Former major league pitcher Mitch Williams lived up to his "Wild Thing" moniker when he was recently tossed from his son's youth baseball tournament for engaging in a face-to-face, profanity-laced outburst with an umpire. Unfortunately, Williams' behavior is indicative of youth sports parents and their tendency to vent about everything: the coaching, deficiencies of their child's teammates, the opposing coach's tactics, and the game's officiating.
College coaches take note of parents who behave badly, because they fear it will continue at the next level in some form, thus affecting individual and team performance and chemistry and influencing the external perception of their capabilities as coaches.
What does the coach think when he observes inappropriate behavior by a parent, and how does he or she weigh the potential future ramifications on his or her own coaching situation?
"Is it worth it?"
"Will this harm my job security?"
Is it really worth it to bring in an athlete whose parents might disrupt the team and raise concerns among the administration and fans regarding the coach's ability to lead? Coaches want to win and also keep their jobs. When they see this sort of insidiousness, it makes them wonder if parent behavior will detract from their ability to coach and win—possibly getting them fired. Thus, if two athletes are relatively equal in ability, and one has parents who are a handful, the coach will opt for the safer recruit every time.
As an athlete, how can you can best deal with a parent who is behaving in a manner detrimental to you, your coaches and team? Don't be afraid to let them know how you feel. For example, tell them you don't like it when they yell at the refs, because it doesn't help you and it takes you out of the moment. If your parent's behavior distracts you from your focus on the field, it is obviously impacting your ability to perform to the best of your abilities.
Communicate how your parents' behavior can negatively affect your recruiting. Make sure you let them know, because your parents truly want you to do well. Tell them, "Let's figure out a way you can still root for me, be there to encourage me and be a parent first."
How should coaches manage parents? These days, it seems, you have to coach the parents as much as the athletes, particularly at the middle school and high school level. It's important for coaches to lay down ground rules at the beginning of the process and hold parents accountable.
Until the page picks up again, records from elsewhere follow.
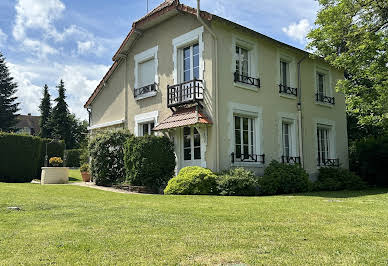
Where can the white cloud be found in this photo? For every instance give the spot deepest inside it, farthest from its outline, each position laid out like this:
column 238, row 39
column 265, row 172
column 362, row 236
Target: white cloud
column 298, row 31
column 3, row 38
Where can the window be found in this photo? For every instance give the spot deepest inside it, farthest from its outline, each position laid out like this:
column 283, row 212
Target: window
column 191, row 144
column 244, row 137
column 323, row 144
column 146, row 128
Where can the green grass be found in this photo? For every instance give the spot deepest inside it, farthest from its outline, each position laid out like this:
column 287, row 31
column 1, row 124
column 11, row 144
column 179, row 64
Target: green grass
column 75, row 175
column 63, row 224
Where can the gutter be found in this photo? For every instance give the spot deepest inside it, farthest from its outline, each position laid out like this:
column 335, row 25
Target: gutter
column 206, row 26
column 299, row 106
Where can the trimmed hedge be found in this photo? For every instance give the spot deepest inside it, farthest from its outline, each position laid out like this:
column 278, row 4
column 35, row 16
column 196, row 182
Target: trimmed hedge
column 107, row 157
column 193, row 180
column 73, row 157
column 22, row 156
column 149, row 161
column 282, row 178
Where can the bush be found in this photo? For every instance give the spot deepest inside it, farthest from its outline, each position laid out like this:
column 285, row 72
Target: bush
column 73, row 157
column 107, row 157
column 282, row 178
column 369, row 159
column 149, row 161
column 237, row 182
column 19, row 157
column 331, row 178
column 193, row 180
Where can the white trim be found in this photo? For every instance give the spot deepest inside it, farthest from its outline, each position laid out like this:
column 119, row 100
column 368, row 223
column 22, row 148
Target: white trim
column 144, row 118
column 185, row 40
column 332, row 137
column 149, row 54
column 254, row 112
column 107, row 124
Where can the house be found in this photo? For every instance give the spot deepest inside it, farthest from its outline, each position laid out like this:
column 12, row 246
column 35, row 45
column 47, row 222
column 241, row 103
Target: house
column 28, row 124
column 225, row 94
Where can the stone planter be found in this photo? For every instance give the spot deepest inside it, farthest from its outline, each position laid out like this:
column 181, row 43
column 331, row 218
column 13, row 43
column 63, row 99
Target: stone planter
column 54, row 175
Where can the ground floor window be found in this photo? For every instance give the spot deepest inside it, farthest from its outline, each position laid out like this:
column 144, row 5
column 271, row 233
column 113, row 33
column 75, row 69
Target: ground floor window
column 191, row 144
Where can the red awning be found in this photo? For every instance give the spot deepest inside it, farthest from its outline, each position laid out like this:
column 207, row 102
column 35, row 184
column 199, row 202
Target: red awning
column 182, row 118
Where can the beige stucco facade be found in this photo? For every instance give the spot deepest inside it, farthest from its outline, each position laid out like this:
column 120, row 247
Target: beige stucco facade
column 116, row 106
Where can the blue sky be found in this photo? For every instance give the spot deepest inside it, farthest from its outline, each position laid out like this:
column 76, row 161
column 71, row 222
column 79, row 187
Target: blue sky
column 74, row 40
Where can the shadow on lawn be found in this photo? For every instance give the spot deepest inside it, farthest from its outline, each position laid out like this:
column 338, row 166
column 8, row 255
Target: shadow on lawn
column 345, row 193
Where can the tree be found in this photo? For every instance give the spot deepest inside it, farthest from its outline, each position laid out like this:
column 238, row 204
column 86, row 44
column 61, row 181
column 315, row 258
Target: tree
column 353, row 35
column 45, row 114
column 8, row 104
column 60, row 116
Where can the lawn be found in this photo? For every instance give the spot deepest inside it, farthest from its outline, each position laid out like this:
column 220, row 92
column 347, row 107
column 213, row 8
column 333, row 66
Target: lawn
column 65, row 224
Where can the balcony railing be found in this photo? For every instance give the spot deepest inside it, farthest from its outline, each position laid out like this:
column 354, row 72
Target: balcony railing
column 288, row 90
column 144, row 90
column 249, row 158
column 291, row 160
column 320, row 97
column 246, row 80
column 328, row 162
column 185, row 93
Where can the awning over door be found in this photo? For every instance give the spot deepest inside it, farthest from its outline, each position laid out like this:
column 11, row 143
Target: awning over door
column 183, row 117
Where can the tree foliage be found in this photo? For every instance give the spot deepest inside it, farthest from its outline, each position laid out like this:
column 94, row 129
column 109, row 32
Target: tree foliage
column 353, row 35
column 8, row 104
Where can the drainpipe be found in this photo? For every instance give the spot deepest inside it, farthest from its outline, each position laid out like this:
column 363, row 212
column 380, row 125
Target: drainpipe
column 206, row 26
column 299, row 106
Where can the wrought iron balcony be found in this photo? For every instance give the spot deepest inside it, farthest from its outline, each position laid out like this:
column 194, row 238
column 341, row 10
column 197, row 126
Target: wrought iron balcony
column 291, row 160
column 320, row 97
column 328, row 162
column 246, row 80
column 144, row 90
column 288, row 90
column 249, row 158
column 185, row 93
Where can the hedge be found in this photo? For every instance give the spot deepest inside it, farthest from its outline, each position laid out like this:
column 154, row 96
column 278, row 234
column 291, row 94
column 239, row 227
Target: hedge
column 22, row 156
column 149, row 161
column 73, row 157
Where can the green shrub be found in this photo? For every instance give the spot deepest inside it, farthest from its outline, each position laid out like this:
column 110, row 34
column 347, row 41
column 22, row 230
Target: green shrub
column 193, row 180
column 331, row 178
column 19, row 157
column 107, row 157
column 73, row 157
column 149, row 161
column 237, row 182
column 369, row 159
column 282, row 178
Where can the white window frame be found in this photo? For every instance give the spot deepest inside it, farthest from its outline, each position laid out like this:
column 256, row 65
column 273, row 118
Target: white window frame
column 182, row 41
column 142, row 57
column 254, row 112
column 151, row 117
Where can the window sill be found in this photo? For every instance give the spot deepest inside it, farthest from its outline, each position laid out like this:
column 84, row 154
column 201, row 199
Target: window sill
column 329, row 105
column 146, row 95
column 245, row 86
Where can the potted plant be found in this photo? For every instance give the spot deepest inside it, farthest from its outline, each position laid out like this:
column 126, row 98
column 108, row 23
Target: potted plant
column 85, row 172
column 56, row 173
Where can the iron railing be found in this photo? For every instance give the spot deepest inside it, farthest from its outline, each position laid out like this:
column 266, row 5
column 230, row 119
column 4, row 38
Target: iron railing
column 184, row 93
column 247, row 80
column 291, row 159
column 288, row 90
column 328, row 162
column 249, row 158
column 320, row 97
column 143, row 90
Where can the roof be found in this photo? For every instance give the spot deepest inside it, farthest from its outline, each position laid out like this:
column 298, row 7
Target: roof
column 182, row 118
column 30, row 121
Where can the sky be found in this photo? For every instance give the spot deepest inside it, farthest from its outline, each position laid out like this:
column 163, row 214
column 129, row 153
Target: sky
column 45, row 41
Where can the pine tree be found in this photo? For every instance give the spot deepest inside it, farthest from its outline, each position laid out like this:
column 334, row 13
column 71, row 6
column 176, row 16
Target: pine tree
column 8, row 106
column 45, row 114
column 60, row 116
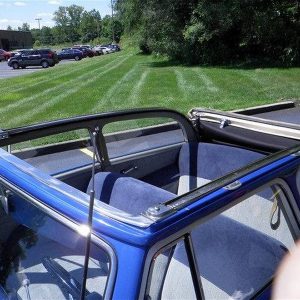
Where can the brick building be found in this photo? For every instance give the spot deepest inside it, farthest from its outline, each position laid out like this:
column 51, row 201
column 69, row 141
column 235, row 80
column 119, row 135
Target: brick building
column 10, row 39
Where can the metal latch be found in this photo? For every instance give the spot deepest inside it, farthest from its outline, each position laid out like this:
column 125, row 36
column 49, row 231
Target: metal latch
column 3, row 134
column 224, row 123
column 4, row 199
column 233, row 186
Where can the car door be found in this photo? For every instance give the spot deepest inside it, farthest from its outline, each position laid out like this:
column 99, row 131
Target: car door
column 35, row 58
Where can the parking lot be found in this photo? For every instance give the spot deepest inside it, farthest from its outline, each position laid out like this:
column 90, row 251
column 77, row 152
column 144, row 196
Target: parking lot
column 7, row 72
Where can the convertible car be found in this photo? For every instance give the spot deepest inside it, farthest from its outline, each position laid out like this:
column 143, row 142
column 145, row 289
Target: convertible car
column 149, row 204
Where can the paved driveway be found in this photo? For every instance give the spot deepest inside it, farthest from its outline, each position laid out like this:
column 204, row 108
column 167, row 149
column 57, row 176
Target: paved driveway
column 7, row 72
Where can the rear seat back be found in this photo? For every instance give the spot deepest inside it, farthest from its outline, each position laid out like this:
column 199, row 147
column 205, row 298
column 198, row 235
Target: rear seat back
column 200, row 163
column 126, row 193
column 232, row 257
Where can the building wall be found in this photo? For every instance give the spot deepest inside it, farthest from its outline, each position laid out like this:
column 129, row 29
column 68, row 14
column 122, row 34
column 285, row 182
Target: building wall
column 10, row 40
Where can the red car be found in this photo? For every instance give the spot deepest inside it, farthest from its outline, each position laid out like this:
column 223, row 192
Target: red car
column 4, row 55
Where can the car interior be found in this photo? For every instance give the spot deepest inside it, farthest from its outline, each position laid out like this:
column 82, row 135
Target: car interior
column 143, row 160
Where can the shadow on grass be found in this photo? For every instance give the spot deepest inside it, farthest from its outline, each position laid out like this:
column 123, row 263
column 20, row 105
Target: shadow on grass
column 244, row 65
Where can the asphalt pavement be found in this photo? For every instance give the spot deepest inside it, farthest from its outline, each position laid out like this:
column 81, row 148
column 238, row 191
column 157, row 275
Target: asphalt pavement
column 7, row 72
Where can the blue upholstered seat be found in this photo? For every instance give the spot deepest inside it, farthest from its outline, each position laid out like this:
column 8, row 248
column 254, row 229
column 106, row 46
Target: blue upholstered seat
column 126, row 193
column 200, row 163
column 233, row 258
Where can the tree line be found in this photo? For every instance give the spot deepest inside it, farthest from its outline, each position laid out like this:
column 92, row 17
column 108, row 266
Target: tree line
column 74, row 24
column 215, row 32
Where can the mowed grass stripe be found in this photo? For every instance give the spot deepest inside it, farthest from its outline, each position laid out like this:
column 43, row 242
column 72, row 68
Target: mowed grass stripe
column 97, row 92
column 119, row 94
column 44, row 74
column 161, row 89
column 274, row 82
column 47, row 93
column 50, row 75
column 53, row 81
column 42, row 108
column 126, row 80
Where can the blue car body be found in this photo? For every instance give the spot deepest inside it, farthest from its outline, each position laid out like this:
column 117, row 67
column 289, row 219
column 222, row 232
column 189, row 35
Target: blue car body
column 145, row 248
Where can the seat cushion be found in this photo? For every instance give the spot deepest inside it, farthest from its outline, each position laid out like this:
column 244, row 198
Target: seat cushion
column 126, row 193
column 234, row 261
column 199, row 163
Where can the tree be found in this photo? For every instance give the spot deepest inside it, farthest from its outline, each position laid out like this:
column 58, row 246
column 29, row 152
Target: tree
column 108, row 26
column 220, row 31
column 24, row 27
column 67, row 19
column 46, row 36
column 90, row 25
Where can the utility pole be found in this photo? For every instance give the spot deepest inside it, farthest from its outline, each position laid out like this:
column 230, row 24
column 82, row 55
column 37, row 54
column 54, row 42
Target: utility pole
column 39, row 19
column 112, row 20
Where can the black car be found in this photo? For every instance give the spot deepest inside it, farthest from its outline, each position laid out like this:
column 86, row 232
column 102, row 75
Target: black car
column 70, row 54
column 85, row 50
column 37, row 57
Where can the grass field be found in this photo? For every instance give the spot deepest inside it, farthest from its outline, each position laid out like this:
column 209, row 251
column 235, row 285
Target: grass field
column 129, row 80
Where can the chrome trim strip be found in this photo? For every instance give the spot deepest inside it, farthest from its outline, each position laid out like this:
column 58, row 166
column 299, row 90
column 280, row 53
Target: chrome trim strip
column 274, row 105
column 142, row 154
column 291, row 209
column 255, row 125
column 75, row 227
column 74, row 171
Make it clear there will be consequences—their child won't play or won't be a part of the team, or they will be banned from the games, period.
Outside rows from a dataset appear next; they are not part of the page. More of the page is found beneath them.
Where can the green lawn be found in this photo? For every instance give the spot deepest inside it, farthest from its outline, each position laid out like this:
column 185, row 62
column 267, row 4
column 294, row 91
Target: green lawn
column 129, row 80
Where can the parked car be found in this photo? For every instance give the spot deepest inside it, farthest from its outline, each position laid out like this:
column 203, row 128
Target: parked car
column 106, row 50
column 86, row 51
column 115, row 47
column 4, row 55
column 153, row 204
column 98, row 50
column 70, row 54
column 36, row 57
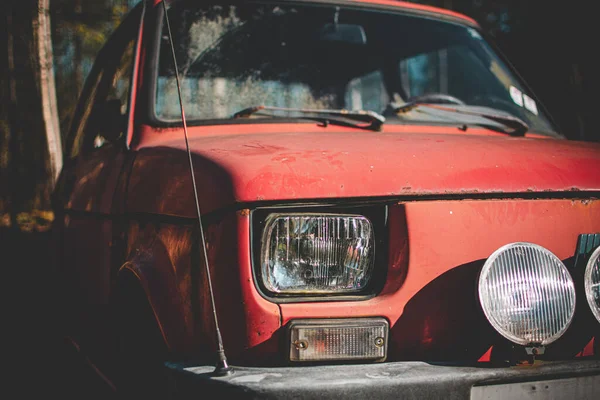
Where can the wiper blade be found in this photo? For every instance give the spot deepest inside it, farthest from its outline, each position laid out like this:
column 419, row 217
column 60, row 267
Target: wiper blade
column 517, row 126
column 373, row 120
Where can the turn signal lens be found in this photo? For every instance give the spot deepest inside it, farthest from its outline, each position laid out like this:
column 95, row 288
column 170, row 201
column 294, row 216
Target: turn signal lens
column 338, row 339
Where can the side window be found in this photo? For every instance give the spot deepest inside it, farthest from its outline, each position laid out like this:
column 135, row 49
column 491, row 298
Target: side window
column 100, row 117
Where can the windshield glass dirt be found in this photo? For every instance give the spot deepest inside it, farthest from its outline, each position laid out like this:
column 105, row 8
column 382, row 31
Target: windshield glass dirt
column 231, row 57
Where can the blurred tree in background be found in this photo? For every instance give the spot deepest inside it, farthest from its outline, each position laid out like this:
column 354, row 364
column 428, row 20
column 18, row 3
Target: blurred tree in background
column 551, row 44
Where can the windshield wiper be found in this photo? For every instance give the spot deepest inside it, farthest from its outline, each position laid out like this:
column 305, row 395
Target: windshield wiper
column 517, row 127
column 373, row 120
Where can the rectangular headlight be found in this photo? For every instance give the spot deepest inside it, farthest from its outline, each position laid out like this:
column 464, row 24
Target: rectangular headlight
column 307, row 253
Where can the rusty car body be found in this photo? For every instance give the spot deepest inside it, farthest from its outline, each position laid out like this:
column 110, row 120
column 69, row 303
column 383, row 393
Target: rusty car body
column 442, row 188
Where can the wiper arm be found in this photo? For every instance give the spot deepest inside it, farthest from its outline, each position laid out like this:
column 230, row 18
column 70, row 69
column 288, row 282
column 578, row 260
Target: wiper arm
column 518, row 127
column 374, row 120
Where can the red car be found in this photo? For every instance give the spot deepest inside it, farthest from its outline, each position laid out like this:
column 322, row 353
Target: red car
column 365, row 200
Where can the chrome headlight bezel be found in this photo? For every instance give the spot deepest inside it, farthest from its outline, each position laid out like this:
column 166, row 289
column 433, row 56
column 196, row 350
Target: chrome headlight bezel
column 561, row 272
column 592, row 263
column 376, row 214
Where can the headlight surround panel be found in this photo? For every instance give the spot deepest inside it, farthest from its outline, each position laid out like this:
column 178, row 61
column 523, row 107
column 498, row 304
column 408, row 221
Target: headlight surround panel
column 376, row 215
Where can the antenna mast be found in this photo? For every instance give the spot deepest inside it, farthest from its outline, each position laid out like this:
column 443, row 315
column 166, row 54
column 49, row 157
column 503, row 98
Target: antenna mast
column 222, row 368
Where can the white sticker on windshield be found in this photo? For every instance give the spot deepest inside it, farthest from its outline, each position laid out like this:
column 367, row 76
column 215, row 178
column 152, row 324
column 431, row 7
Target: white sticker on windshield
column 516, row 95
column 530, row 104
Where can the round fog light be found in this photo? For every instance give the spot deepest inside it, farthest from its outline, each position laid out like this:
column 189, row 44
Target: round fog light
column 592, row 283
column 527, row 294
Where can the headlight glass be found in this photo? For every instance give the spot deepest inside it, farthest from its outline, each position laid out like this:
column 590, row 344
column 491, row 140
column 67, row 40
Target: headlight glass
column 317, row 253
column 527, row 294
column 592, row 283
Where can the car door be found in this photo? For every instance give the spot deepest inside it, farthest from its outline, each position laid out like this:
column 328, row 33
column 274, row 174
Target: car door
column 84, row 200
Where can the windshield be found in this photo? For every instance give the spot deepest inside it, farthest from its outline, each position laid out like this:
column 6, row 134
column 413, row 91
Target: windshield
column 237, row 56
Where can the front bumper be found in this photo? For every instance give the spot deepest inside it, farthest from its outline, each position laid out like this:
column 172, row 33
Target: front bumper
column 569, row 379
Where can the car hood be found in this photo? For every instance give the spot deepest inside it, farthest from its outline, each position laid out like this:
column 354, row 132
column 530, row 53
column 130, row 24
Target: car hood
column 352, row 164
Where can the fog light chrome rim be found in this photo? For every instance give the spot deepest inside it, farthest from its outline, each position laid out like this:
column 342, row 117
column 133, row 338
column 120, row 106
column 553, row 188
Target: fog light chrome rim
column 592, row 283
column 527, row 294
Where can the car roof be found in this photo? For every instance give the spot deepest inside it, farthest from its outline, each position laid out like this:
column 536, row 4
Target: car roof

Start this approach early by drawing a line in the sand from Day 1 and prohibit your parents from watching practice. Practice is coach time and athlete time. Parents don't add anything by attending practice. It just puts pressure on their child by distracting them when they should be focused on getting better. Athletes should not be worried about their parents dissecting their practice on the car ride home or, worse, engaging the coaches after practice regarding similar issues. The reality is no one knows the team as well as the coach, who often has a plan and purpose for practice situations and resulting athlete shortfall, part of his or her strategic and individual development plan and experience.
Athletes and coaches: take charge of managing parents so they don't negatively affect your performance and recruiting opportunities.